The current study was conducted to participate in the WHO Prequalification of Medicines Programme, which aims to make high-quality and affordable medicines available for the benefit of those in need. Artesun-Plus is a fixed-dose combination antimalarial agent containing artesunate and amodiaquine formulated to be an alternative to the brand-name product ASAQ Winthrop. To establish the interchangeability of Artesun-Plus with ASAQ Winthrop, this study compared the in vivo pharmacokinetic and safety profiles of the two products and adopted a full replicate study design to overcome the difficulty presented by the high variability of AS in which the subjects took both the test and reference products twice. This study design enabled us to determine the true intrasubject variability for the test and reference products independently and enabled us to apply the scaled-average-bioequivalence approach, which offers more-flexible bioequivalence acceptance criteria for highly variable drug products, according to the current EMA/CHMP Guidelines on the Investigation of Bioequivalence (7).

This report also emphasizes the evaluation of parent drugs, as bioequivalence studies aim to compare the absorption profiles of the test and reference formulations. As such, the PK and statistical results determined for DHA, the major and active metabolite of AS, were used only as supportive evidence for bioequivalence assessment. Furthermore, desethylamodiaquine (DEAQ), the major and active metabolite of AQ, was not even included in the bioanalytical assay. DEAQ was previously reported to have a half-live of 3 to 8 days in whole blood (5, 6) and was expected to accumulate using the 7-day washout periods between the four study periods. Such an accumulation would result in a carryover effect on DEAQ and confound the bioequivalence evaluation of this metabolite. However, as long as the accumulation of the metabolite did not impact the clearance of the parent drug AQ, it would not undermine the bioequivalence assessment for AQ. Indeed, results from bioanalysis of predose samples for study periods 2, 3, and 4 did not show any detectable AQ levels and no carryover effect was observed by statistical calculations (P value ≥0.11 for either sequence or period effects). This study design shortened the duration of this four-period study and possibly reduced the number of dropouts. However, the potential for accumulation of DEAQ may have contributed to the large number of adverse events reported from this study.

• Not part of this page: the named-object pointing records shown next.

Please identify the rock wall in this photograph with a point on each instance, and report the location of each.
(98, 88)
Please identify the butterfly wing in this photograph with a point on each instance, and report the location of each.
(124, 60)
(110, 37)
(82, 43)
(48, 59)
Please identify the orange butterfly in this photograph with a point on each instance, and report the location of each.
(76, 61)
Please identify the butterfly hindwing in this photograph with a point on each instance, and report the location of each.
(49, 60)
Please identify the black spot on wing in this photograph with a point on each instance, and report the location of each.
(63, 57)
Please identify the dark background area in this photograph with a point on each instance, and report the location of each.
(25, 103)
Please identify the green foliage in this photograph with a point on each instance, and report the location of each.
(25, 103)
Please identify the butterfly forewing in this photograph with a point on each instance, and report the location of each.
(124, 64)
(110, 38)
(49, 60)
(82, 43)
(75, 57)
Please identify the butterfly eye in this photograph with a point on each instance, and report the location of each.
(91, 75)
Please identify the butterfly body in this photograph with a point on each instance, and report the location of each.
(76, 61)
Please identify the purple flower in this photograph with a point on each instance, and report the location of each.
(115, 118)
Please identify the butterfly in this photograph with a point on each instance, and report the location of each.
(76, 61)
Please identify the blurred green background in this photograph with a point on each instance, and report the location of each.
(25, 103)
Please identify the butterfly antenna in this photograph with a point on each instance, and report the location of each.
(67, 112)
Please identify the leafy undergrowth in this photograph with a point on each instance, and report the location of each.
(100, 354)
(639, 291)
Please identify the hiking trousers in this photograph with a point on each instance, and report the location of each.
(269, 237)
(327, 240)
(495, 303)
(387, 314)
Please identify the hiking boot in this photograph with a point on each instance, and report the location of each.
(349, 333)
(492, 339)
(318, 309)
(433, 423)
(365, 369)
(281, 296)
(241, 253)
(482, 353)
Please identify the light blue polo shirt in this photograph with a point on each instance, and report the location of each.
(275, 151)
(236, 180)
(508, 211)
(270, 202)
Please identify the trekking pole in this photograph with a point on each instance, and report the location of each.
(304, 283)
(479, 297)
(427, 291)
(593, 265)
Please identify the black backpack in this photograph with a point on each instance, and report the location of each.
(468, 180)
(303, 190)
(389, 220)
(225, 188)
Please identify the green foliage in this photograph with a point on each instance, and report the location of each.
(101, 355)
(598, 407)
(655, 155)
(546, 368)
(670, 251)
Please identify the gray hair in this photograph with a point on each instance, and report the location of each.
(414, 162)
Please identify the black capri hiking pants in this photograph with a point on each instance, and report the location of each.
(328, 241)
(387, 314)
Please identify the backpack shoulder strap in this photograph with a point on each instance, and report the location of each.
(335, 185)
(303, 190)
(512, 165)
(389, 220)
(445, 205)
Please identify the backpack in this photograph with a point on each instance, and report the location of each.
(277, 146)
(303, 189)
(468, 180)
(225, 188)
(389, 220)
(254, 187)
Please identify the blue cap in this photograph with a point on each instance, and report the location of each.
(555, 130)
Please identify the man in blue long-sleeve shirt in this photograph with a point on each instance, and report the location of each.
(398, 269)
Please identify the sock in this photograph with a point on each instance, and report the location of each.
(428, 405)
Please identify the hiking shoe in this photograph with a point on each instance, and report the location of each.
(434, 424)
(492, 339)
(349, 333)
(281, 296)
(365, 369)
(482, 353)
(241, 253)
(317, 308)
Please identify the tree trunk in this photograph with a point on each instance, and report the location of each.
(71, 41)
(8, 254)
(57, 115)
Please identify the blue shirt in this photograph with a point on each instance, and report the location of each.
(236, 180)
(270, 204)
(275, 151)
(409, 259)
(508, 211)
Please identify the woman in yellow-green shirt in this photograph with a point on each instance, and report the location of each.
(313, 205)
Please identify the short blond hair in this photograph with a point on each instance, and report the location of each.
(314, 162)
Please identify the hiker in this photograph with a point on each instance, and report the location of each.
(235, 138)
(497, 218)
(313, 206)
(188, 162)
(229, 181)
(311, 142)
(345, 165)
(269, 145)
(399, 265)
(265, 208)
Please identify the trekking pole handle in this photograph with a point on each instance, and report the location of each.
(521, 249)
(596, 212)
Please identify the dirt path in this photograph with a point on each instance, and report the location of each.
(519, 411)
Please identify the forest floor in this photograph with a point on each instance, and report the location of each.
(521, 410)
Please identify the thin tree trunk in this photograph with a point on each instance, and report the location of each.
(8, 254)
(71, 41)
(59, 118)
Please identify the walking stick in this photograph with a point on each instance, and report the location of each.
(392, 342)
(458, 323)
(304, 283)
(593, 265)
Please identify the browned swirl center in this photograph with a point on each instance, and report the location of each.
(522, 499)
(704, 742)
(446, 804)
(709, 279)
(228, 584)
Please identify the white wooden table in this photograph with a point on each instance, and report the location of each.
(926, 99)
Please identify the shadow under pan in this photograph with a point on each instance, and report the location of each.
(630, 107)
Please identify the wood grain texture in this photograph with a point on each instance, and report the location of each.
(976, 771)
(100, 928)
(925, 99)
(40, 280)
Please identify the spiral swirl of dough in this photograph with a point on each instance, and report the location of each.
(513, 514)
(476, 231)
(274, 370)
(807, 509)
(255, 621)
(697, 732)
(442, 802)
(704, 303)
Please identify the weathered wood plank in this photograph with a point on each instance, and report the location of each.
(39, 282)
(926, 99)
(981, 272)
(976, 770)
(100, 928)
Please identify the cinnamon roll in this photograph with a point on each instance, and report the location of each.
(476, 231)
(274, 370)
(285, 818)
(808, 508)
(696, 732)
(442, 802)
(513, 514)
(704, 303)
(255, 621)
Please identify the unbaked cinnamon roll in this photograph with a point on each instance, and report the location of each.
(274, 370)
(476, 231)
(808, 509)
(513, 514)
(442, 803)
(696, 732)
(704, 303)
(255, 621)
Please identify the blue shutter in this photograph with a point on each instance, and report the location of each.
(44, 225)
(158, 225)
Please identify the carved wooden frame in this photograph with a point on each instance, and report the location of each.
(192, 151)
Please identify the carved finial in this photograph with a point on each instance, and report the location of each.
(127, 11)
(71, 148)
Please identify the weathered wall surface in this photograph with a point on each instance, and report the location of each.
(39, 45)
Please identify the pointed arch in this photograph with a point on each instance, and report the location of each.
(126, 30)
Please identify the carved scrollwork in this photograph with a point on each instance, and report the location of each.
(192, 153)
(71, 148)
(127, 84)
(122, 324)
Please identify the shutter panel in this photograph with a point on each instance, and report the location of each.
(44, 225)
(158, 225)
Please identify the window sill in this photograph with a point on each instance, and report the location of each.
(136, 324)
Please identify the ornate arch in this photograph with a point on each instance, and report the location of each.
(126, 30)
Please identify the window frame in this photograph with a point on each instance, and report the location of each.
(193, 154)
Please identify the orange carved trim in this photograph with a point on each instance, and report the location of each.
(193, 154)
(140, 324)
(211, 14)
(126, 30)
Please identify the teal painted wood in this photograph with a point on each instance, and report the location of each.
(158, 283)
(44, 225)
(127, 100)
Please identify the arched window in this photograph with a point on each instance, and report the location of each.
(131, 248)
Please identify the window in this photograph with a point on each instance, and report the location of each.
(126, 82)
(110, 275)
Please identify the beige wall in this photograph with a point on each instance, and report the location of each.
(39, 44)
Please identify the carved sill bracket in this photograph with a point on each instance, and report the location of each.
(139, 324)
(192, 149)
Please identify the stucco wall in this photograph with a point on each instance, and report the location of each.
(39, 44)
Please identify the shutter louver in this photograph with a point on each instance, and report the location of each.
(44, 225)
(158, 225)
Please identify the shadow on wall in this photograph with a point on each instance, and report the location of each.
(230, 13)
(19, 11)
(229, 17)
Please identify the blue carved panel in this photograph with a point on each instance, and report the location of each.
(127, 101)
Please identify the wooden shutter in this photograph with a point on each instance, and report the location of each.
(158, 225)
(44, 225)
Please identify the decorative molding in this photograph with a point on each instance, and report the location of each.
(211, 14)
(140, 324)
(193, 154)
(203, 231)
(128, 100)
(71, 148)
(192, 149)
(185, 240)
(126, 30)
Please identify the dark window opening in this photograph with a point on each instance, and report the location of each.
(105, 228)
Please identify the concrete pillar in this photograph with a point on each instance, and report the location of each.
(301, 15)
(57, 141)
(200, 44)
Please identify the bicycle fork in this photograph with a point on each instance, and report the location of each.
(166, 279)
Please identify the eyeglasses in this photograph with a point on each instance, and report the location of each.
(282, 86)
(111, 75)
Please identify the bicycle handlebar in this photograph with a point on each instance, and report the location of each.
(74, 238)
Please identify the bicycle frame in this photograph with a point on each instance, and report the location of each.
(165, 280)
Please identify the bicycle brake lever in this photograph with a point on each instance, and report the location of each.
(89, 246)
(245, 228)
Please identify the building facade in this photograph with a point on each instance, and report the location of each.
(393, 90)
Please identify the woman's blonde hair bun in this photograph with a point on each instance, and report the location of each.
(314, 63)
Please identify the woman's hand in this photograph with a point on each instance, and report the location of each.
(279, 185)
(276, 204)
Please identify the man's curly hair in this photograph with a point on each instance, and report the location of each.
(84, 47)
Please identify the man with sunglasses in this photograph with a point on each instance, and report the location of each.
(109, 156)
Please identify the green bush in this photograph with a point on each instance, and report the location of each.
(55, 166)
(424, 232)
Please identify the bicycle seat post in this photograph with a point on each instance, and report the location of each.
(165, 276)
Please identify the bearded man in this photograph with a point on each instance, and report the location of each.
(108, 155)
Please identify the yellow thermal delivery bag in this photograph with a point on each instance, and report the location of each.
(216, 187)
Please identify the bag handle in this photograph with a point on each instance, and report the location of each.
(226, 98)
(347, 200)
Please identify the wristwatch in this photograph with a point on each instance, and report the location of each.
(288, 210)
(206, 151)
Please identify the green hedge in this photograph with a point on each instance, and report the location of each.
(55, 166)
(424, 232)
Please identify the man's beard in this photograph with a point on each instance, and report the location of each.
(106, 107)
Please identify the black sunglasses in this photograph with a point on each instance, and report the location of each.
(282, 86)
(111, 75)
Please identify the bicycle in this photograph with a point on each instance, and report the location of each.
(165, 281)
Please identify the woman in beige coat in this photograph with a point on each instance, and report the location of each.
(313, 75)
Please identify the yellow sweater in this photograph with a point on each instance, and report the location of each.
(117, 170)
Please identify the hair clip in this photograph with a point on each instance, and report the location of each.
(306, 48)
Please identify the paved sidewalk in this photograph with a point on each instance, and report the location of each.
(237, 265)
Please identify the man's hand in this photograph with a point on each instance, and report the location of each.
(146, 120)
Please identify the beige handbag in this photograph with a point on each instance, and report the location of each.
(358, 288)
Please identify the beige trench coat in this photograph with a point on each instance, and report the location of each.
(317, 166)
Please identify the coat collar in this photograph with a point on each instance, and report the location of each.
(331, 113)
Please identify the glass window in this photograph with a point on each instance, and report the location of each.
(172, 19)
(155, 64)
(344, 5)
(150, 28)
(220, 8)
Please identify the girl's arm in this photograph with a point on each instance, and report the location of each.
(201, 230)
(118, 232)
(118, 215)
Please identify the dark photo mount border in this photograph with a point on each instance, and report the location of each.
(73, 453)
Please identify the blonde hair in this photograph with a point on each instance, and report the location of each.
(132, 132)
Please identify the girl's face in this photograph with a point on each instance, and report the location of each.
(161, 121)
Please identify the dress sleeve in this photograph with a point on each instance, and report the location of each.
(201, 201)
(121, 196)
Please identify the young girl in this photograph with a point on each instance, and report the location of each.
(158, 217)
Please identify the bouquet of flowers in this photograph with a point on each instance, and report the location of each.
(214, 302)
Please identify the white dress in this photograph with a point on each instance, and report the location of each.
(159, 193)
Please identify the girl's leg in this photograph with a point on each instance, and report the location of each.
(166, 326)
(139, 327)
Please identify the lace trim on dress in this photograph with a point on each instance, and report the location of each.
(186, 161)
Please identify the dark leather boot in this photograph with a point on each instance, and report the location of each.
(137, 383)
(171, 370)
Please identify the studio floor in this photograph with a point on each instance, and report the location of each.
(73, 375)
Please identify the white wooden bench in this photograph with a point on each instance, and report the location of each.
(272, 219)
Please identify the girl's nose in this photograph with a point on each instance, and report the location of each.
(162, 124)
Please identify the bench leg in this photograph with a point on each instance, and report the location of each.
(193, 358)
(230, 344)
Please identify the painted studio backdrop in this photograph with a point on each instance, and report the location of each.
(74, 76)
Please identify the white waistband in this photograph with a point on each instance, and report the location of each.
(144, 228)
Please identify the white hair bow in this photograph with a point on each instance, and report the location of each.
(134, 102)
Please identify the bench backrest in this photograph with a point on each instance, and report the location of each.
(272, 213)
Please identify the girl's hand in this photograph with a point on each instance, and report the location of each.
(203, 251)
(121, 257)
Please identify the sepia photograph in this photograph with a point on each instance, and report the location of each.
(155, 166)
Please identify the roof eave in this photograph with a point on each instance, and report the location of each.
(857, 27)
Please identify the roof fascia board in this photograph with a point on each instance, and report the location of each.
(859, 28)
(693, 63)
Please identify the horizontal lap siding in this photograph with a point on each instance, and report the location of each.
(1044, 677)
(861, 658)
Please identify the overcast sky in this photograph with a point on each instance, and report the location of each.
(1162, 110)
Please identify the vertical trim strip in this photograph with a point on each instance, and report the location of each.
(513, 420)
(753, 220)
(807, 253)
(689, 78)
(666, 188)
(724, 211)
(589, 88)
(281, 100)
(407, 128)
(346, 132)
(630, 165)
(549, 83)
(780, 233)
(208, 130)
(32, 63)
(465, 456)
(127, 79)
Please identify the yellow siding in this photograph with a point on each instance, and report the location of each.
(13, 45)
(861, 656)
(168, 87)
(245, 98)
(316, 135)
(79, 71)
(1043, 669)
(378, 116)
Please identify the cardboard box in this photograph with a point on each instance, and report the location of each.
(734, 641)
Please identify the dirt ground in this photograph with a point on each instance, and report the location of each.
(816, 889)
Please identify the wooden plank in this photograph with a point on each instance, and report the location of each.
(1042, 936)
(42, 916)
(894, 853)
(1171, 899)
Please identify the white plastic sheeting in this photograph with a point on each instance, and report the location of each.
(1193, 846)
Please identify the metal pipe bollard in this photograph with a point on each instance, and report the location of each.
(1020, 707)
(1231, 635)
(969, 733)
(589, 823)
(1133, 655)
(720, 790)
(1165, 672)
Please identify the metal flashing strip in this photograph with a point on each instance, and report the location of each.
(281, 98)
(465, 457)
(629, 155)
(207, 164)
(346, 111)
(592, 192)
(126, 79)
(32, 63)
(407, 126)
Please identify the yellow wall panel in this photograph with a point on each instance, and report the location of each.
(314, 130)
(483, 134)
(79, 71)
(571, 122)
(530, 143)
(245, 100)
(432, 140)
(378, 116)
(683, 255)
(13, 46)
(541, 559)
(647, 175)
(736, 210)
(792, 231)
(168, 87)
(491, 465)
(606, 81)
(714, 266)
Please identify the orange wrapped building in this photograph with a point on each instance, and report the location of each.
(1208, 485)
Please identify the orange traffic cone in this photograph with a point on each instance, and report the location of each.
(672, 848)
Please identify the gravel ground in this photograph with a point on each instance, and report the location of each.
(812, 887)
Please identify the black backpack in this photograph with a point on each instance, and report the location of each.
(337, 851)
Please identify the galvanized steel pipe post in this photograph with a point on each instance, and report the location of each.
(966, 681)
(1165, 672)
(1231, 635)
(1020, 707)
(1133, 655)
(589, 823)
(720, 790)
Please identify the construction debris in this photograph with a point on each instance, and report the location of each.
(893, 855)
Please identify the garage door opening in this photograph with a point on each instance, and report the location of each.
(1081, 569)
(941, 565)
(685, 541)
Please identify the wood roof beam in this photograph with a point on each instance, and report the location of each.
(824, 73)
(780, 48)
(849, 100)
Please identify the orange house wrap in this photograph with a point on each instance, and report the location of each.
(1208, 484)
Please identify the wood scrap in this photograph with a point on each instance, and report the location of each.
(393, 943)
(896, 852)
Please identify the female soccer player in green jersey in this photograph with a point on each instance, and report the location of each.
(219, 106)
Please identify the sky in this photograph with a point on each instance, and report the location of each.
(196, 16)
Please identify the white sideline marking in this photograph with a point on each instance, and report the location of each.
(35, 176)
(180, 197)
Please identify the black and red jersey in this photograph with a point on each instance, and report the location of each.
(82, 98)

This 2-by-4 crossover study demonstrated, for the first time, high intrasubject variability for C_max values of the AS component in FDC products (39.2% and 43.7% for the test and reference products, respectively). Previous studies have compared FDC and non-FDC products in 2-by-2 crossover studies, which estimated that the intraindividual variability for C_max values of AS was as high as 56% (6). However, those results were confounded by the study design, averaging ANOVA results from the FDC and non-FDC products, as it is possible that the non-FDC product of AS is much more variable.

Although the intrasubject variability data from this study qualify AS in this FDC product as a “highly variable” drug and the bioequivalence acceptance criteria could be widened using the scaled-average-bioequivalence approach (7), the actual results of statistical comparisons between the test and reference products for AS (C_max and AUC_0-last) fell within the conventional acceptance limits for bioequivalence of 80% to 125%. Similar results were obtained for the DHA metabolite, which supported the bioequivalence conclusion, despite high intrasubject variability values at 36.5% and 31.9% for the test and reference products, respectively. It is noteworthy that the variability for the metabolite was considerably lower than that of the parent drug, and these findings lend more support for the study design on the basis of the understanding that it is more appropriate to assess bioequivalence using the parent drug, as opposed to its metabolite, as the parent drug is more sensitive to subtle changes, even within a given subject.

In conclusion, the current study demonstrated that Artesun-Plus, a FDC product composed of artesunate and amodiaquine (100/270 mg), is bioequivalent to the reference product Artesunate Amodiaquine Winthrop and that the two products showed similar pharmacokinetic and safety profiles.